Statistical Assessment of TCGA Ovarian Cancer Sequencing Dataset for Prognostic Utility
MetadataShow full item record
Ovarian cancer is the most common cause of gynecological cancer death in the United States, a vast majority of whom are diagnosed with advanced stage tumor. Current practice consists of aggressive surgical resurrection of the tumors, followed by based chemotherapy. Studying the underlying genomic alterations in ovarian cancer holds great promise for personalized diagnostic, prognostic, and therapeutic strategies. The Cancer Genome Atlas (TCGA) is one of the most popular datasets used for cancer analysis and genomic studies. Even though Surveillance, Epidemiology, and End Results Program (SEER) provides a long range of statistics for all cancer types in United States based on epidemiological research, TCGA has been known to be utilized by many due to ease of access of the data. The Cancer Genome Atlas (TCGA) project has generated next-generation sequencing data in over 500 ovarian carcinomas patients.
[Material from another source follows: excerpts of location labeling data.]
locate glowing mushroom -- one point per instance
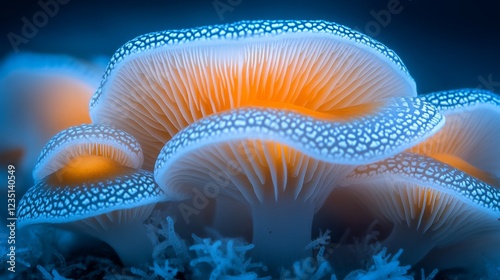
(41, 95)
(158, 83)
(430, 204)
(88, 180)
(283, 163)
(469, 140)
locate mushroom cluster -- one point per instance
(275, 120)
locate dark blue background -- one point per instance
(445, 45)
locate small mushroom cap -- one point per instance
(471, 131)
(394, 126)
(429, 196)
(88, 140)
(115, 200)
(160, 82)
(41, 95)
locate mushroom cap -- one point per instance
(87, 140)
(90, 188)
(94, 205)
(471, 131)
(429, 196)
(41, 95)
(281, 138)
(160, 82)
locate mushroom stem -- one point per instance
(415, 243)
(281, 233)
(131, 243)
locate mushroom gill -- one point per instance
(88, 180)
(158, 83)
(283, 164)
(431, 206)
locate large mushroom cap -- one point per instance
(469, 139)
(160, 82)
(90, 188)
(40, 96)
(283, 163)
(430, 204)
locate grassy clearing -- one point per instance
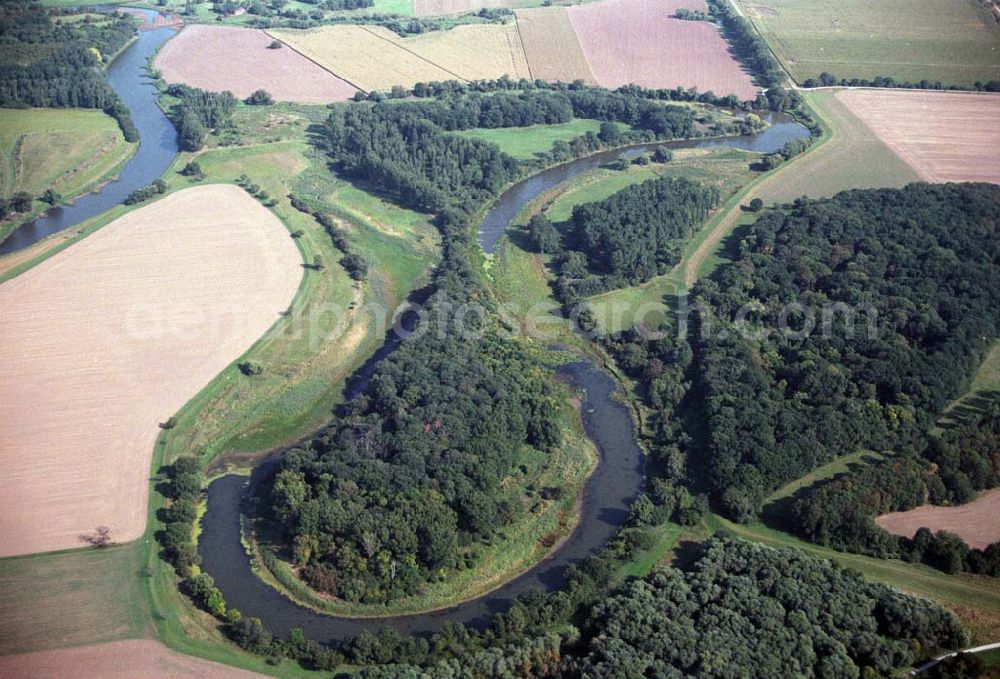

However, the potential clinical utility of this TCGA sequencing data set in predicting the survival of ovarian cancer patients is still largely unknown. The study involves a comprehensive statistical assessment of the data composition, follow-up times and survival curves for TCGA ovarian cancer dataset. A parallel comparison with respective Surveillance, Epidemiology, and End Results Program (SEER) statistics was performed to ensure that the TCGA dataset is representative of larger population. Survival statistics of the ovarian cancer subset of TCGA dataset were matched with SEER 5-year survival rates by age, race/ethnicity, tumor stage, grade and many other risk factors. ECOG scores and RECIST criterion were used to evaluate the calculated survival rates. Power analysis was performed to evaluate the statistical power of utilizing the TCGA ovarian sequencing dataset was to build a genomic predictor of prognostic utility. The implication and limitation of this study is discussed.